# Black Piranha not feeding?!



## aleechin (Feb 13, 2004)

Yesterday I picked up my first Black Piranha.. I've had several Red Bellied ones before, but they were pusses. Even though its the first day, I decided to drop a few gold fish in to watch it maul. I mean, i've read stories about how it doesn't care and it will just maul anything in its path. But its like they have become friends!!

When will he eat?! And how can I motivate him to start eating more live fish, because I think the guy at the aquarium centre just fed him dead shrimp...

p.s. He looks amazing!


----------



## GloomCookie (Dec 30, 2003)

i got myself a 6 inch black rhom from my lfs on aspecial order. i had him for about a month and he was a wuss. all he did was chill out and act like... a normal fish no serial killer here.
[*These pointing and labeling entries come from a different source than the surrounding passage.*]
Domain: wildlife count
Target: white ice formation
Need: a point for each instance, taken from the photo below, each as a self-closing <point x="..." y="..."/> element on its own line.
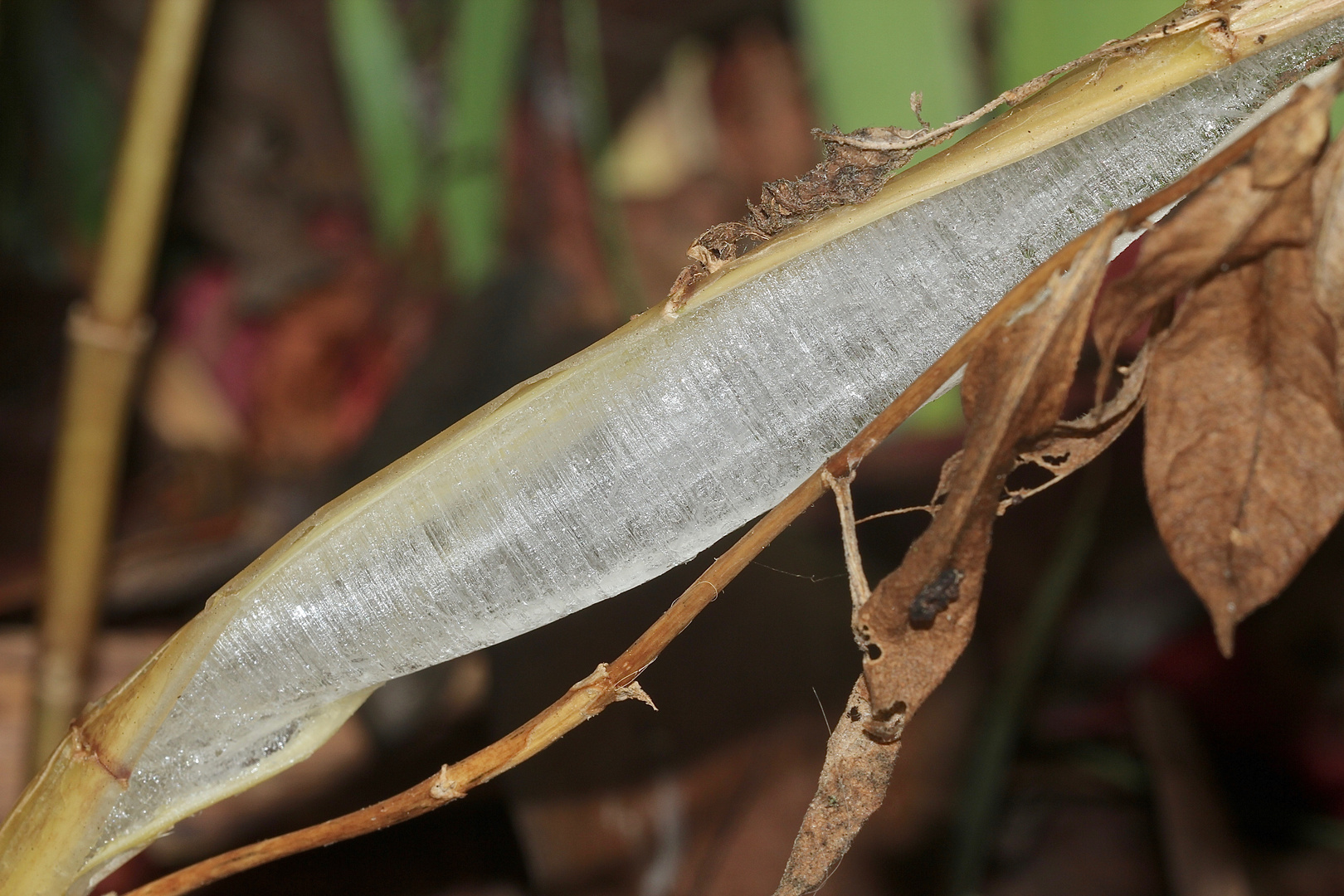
<point x="594" y="481"/>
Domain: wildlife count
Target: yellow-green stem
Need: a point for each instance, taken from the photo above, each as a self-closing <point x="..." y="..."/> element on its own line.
<point x="106" y="340"/>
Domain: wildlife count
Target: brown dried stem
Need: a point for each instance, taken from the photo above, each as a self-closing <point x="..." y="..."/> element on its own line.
<point x="617" y="680"/>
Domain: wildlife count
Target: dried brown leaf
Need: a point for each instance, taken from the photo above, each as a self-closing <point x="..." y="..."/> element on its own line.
<point x="1244" y="440"/>
<point x="1073" y="445"/>
<point x="918" y="620"/>
<point x="1209" y="227"/>
<point x="852" y="786"/>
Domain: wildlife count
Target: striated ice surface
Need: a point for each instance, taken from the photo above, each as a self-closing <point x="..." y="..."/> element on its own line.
<point x="674" y="440"/>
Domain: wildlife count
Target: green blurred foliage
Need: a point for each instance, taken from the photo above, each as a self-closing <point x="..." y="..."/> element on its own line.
<point x="375" y="67"/>
<point x="58" y="134"/>
<point x="480" y="71"/>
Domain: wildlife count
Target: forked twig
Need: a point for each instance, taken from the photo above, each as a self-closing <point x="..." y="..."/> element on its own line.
<point x="617" y="680"/>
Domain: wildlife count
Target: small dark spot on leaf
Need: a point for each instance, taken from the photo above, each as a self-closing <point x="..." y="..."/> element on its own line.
<point x="934" y="598"/>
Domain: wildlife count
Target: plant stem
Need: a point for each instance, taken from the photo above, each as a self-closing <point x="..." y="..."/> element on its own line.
<point x="106" y="340"/>
<point x="1001" y="722"/>
<point x="613" y="683"/>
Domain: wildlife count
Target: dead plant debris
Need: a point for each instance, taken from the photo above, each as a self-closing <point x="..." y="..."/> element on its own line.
<point x="1241" y="290"/>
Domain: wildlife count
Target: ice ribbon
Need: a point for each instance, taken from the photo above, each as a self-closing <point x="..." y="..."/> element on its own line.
<point x="601" y="476"/>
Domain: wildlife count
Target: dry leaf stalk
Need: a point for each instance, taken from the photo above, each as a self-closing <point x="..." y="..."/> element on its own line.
<point x="1244" y="440"/>
<point x="50" y="835"/>
<point x="590" y="696"/>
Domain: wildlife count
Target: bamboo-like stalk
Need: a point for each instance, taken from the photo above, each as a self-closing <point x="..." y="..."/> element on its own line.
<point x="51" y="844"/>
<point x="617" y="681"/>
<point x="108" y="336"/>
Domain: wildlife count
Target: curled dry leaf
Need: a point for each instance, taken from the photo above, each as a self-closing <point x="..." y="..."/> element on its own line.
<point x="1244" y="441"/>
<point x="852" y="786"/>
<point x="918" y="620"/>
<point x="1207" y="229"/>
<point x="1075" y="444"/>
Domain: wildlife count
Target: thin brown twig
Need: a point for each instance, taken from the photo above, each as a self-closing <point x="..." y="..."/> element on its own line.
<point x="617" y="681"/>
<point x="928" y="508"/>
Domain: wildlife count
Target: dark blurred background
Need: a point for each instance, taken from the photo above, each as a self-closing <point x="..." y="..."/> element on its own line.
<point x="388" y="212"/>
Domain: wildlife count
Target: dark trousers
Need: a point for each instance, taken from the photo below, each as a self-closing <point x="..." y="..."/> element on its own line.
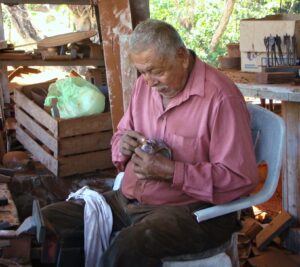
<point x="146" y="234"/>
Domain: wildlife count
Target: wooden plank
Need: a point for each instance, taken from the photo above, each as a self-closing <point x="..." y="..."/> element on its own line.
<point x="53" y="2"/>
<point x="36" y="112"/>
<point x="3" y="44"/>
<point x="66" y="38"/>
<point x="2" y="37"/>
<point x="84" y="143"/>
<point x="277" y="225"/>
<point x="115" y="19"/>
<point x="32" y="146"/>
<point x="84" y="125"/>
<point x="15" y="56"/>
<point x="291" y="241"/>
<point x="5" y="96"/>
<point x="139" y="11"/>
<point x="40" y="62"/>
<point x="85" y="163"/>
<point x="128" y="72"/>
<point x="274" y="77"/>
<point x="8" y="213"/>
<point x="35" y="129"/>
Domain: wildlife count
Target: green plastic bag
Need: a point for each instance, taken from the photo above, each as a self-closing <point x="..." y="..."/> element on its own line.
<point x="76" y="97"/>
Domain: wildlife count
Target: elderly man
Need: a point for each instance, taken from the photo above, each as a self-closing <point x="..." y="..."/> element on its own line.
<point x="201" y="116"/>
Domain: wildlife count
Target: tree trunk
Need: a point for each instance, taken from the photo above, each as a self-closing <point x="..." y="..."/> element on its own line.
<point x="223" y="23"/>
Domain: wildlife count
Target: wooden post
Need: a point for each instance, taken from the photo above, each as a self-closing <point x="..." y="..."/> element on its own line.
<point x="291" y="167"/>
<point x="128" y="72"/>
<point x="115" y="20"/>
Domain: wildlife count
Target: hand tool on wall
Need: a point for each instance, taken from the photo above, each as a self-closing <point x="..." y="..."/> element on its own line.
<point x="287" y="44"/>
<point x="266" y="42"/>
<point x="273" y="50"/>
<point x="294" y="49"/>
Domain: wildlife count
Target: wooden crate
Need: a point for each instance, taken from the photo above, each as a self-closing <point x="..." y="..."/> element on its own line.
<point x="64" y="146"/>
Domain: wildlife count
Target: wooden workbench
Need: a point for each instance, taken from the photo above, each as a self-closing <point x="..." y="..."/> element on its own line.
<point x="289" y="95"/>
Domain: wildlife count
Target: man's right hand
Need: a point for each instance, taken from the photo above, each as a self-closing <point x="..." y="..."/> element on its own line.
<point x="130" y="141"/>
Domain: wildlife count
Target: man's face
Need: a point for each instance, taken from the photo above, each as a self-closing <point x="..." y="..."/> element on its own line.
<point x="166" y="75"/>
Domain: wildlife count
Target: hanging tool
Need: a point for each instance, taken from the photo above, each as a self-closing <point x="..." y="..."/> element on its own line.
<point x="294" y="49"/>
<point x="287" y="43"/>
<point x="266" y="42"/>
<point x="278" y="44"/>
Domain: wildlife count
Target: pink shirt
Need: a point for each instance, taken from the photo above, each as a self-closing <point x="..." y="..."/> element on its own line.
<point x="207" y="128"/>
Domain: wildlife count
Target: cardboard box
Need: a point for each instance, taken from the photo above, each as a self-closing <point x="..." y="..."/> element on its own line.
<point x="64" y="146"/>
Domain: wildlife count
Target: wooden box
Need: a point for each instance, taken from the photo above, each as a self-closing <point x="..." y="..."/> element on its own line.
<point x="65" y="146"/>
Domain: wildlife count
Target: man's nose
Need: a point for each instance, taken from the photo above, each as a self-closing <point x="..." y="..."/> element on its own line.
<point x="149" y="79"/>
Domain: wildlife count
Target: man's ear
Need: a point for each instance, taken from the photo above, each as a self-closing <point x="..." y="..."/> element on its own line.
<point x="183" y="55"/>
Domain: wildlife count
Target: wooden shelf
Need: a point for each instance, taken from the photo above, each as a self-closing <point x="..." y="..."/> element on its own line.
<point x="40" y="62"/>
<point x="54" y="2"/>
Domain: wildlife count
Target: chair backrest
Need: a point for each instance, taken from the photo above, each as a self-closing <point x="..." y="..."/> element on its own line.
<point x="268" y="132"/>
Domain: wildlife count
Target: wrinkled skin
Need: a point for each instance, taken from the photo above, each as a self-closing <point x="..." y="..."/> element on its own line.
<point x="130" y="141"/>
<point x="168" y="77"/>
<point x="147" y="166"/>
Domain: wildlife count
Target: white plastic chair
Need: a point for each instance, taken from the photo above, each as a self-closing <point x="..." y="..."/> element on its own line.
<point x="268" y="133"/>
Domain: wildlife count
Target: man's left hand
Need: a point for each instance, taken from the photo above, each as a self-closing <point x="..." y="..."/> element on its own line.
<point x="149" y="166"/>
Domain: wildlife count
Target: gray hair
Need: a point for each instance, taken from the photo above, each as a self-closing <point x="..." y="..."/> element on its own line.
<point x="155" y="34"/>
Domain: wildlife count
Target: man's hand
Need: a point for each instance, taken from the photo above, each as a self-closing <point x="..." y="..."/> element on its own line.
<point x="147" y="166"/>
<point x="130" y="141"/>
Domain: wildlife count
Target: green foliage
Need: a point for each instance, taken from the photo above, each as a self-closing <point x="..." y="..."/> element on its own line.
<point x="197" y="20"/>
It really depends on the fish whether or not he will be a killer. jsut hang in there and appreciate your new fish.

also try maybe bringing the temp up to 80degrees or so, i have been told this will make the P's a bit more aggressive.


----------



## IDONTKARE47 (Jan 5, 2004)

the rhom is still adjusting to his new home.


----------



## aleechin (Feb 13, 2004)

Nevermind, I just came back from the gym, and to my pleasure i saw a fish head in the bottom of my tank.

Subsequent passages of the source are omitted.